Die Anleger G, N und K nahmen daraufhin den Kläger auf Schadensersatz wegen Verletzung von Beratungs- und Aufklärungspflichten in Anspruch. Vor dem Landgericht Konstanz erstritten sie in der Begründung gleiche Urteile, mit denen festgestellt wurde, dass der Kläger ihnen zum Schadensersatz verpflichtet sei (GA 18-30). In den Berufungsverfahren verglichen sich die Parteien vor dem Oberlandesgericht K dahingehend, dass der Kläger an Frau K 43.700,00 DM, an Herrn N 16.700,00 DM und an Frau G 64.700,00 DM zu zahlen hat und dafür deren Ansprüche gegen die Park abgetreten bekommt (vgl. GA 192). Für die jeweils erste Instanz hatte die Beklagte dem Kläger Rechtsschutz gewährt; für die jeweils zweite Instanz verweigerte sie Rechtsschutz mit Schreiben vom 14. und 17. Juni 1999.

Der Kläger hat behauptet:

Zwei Partner der Treuhand, nämlich Herr W und Herr L, hätten im Jahre 1995 die Beteiligung an der Park eingehend geprüft. Sie hatten die wirtschaftliche Sinnhaftigkeit des Projektes, die rechtlichen Rahmenbedingungen und die Seriosität der Beteiligten vor Ort in D ausführlich recherchiert. Das Projekt habe sich baurechtlich realisieren lassen, die Erteilung der Einzelbaugenehmigung sei eine reine Formsache gewesen; es sei an den strafbaren Machenschaften des Herrn E gescheitert. Er, der Kläger, habe den Anlegern bei der Vermittlung keine Angaben über die Gewinnerwartung oder die Rendite gemacht und auch keine bestimmte Entwicklung versprochen oder zugesichert.

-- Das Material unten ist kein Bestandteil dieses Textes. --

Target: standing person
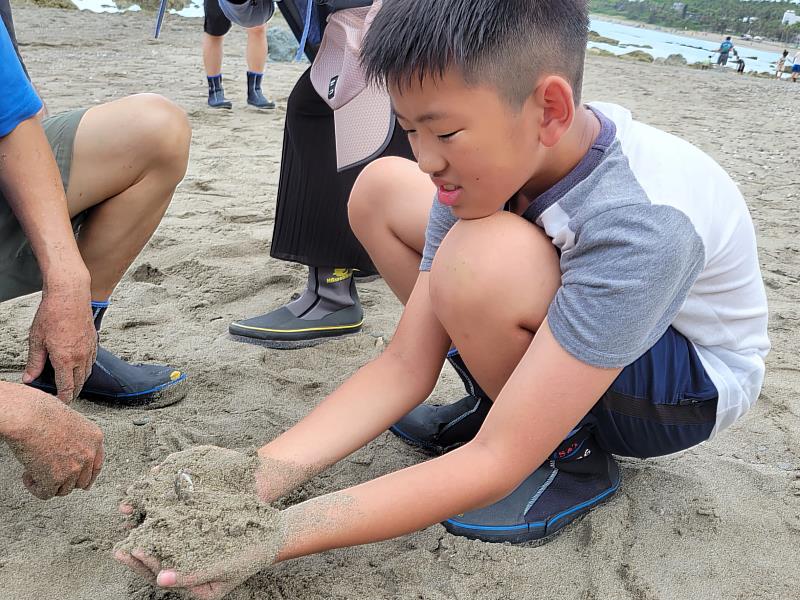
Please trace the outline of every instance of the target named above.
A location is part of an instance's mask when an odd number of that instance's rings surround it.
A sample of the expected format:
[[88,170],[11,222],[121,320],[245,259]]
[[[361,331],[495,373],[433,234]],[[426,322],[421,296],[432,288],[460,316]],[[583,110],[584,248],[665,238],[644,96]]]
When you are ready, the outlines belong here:
[[719,52],[717,65],[724,67],[728,64],[728,58],[730,58],[731,50],[733,50],[733,42],[731,41],[731,36],[728,36],[725,38],[725,41],[719,45],[719,48],[715,50],[715,52]]
[[[299,298],[230,325],[243,341],[297,348],[356,333],[364,322],[353,276],[373,274],[375,267],[350,230],[347,200],[369,162],[412,153],[388,94],[366,86],[358,64],[361,38],[380,2],[345,4],[344,10],[335,1],[315,5],[308,28],[305,0],[280,4],[298,38],[307,29],[313,65],[287,104],[270,255],[307,265],[309,272]],[[336,19],[323,32],[332,14]]]
[[786,59],[789,57],[789,51],[784,50],[783,54],[778,58],[778,64],[775,67],[775,79],[783,78],[783,70],[786,68]]
[[261,81],[267,61],[267,21],[272,16],[271,0],[205,0],[203,3],[203,65],[208,79],[208,105],[233,107],[222,87],[222,47],[231,21],[247,31],[247,104],[260,109],[275,108],[264,96]]
[[797,83],[797,77],[800,75],[800,50],[798,50],[792,59],[792,83]]
[[186,115],[142,94],[40,121],[7,0],[0,14],[0,302],[42,292],[22,380],[64,402],[150,403],[185,375],[130,364],[97,332],[186,172]]

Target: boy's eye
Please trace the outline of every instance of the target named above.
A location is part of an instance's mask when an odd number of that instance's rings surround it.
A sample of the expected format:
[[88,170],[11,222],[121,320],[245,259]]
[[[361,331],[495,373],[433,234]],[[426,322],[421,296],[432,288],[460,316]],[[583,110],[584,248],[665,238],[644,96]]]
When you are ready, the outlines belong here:
[[449,140],[451,137],[453,137],[453,136],[454,136],[455,134],[457,134],[457,133],[458,133],[458,131],[453,131],[453,132],[451,132],[451,133],[444,133],[444,134],[442,134],[442,135],[439,135],[439,136],[437,136],[437,137],[438,137],[440,140]]

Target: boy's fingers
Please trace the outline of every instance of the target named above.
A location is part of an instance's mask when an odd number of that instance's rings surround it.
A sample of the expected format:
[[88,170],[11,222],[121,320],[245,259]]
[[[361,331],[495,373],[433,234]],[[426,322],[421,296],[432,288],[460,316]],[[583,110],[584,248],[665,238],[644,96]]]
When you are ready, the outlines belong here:
[[131,554],[145,567],[150,569],[150,573],[152,573],[153,577],[161,571],[161,562],[156,557],[148,555],[144,550],[139,550],[137,548],[131,552]]
[[42,374],[44,363],[47,359],[47,352],[38,339],[31,337],[28,348],[28,364],[25,365],[25,372],[22,374],[22,382],[30,383]]
[[124,564],[125,566],[127,566],[137,575],[144,577],[147,581],[151,583],[155,581],[156,578],[155,575],[153,575],[153,572],[127,552],[123,552],[122,550],[117,550],[114,553],[114,558],[117,559],[122,564]]

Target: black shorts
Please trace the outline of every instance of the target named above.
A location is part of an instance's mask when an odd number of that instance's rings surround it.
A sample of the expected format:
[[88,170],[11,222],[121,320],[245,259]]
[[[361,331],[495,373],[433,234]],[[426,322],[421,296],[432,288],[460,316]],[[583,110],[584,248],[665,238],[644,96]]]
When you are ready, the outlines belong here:
[[218,0],[203,0],[203,12],[205,13],[203,31],[208,35],[221,36],[230,31],[231,22],[219,7]]

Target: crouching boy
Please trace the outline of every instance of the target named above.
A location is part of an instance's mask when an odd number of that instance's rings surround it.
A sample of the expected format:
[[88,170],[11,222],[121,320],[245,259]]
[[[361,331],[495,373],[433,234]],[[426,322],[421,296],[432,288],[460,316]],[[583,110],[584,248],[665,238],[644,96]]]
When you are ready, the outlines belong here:
[[[769,341],[745,202],[691,144],[581,103],[587,26],[582,0],[394,0],[376,17],[364,64],[419,170],[374,163],[350,215],[405,310],[382,356],[261,449],[254,490],[273,500],[392,424],[460,447],[285,510],[275,560],[439,521],[543,539],[613,496],[613,455],[700,444],[756,401]],[[493,401],[483,420],[419,406],[452,348]],[[242,580],[244,558],[225,560],[236,577],[158,582],[221,594]]]

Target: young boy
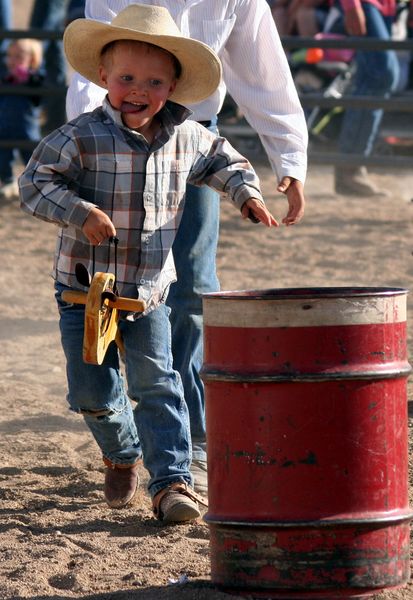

Er ist der Ansicht, die Beklagte müsse ihm für die Schadensersatzansprüche der Anleger Versicherungsschutz gewahren. Ausschlusstatbestände griffen nicht ein und er habe keine wissentliche Pflichtverletzung begangen.

Der Kläger hat beantragt,

festzustellen, dass die Beklagte verpflichtet ist, ihm aufgrund der für ihn bestehenden Vermögenshaftpflichtversicherung (Versicherungsscheinnummer:) unter Berücksichtigung des vereinbarten Selbstbehalts und der vereinbarten Deckungshöchstsumme den Schaden zu ersetzen, der ihm dadurch entsteht, dass er durch die Anleger G, N und K auf Schadensersatz in Zusammenhang mit einer durch ihn vermittelten Kapitalanlage in Anteile der Park Ltd. Partnership, D /USA, in Anspruch genommen wird.

Die Beklagte hat beantragt,

die Klage abzuweisen.

Sie hat behauptet:

Die planungsrechtliche Lage hinsichtlich des Parkplatzes sei nicht hinreichend überprüft worden; sie sei offensichtlich ungeklärt gewesen. Hierauf habe der Kläger nicht hingewiesen und damit seine Pflicht zur umfassenden Beratung der Anleger nicht erfüllt. Stattdessen habe er die hinter der Anlage stehenden Personen übertrieben angepriesen und die Anlage als sicher und hoch rentierlich dargestellt.

Die Pflichtverletzungen des Klägers seien von den vertraglichen Ausschlusstatbeständen erfaßt. Klausel 2.1 der Anlage A 94 sei weit auszulegen, die Beklagte wolle nicht für die Entwicklung einer Kapitalanlage verantwortlich gemacht werden können und deren wirtschaftliches Risiko tragen, sondern für Fehler und Pannen bei der Vermittlung einstehen. Der Begriff der Bonität in Klausel 2.2 umfasse auch die Zuverlässigkeit und Seriosität der Personen.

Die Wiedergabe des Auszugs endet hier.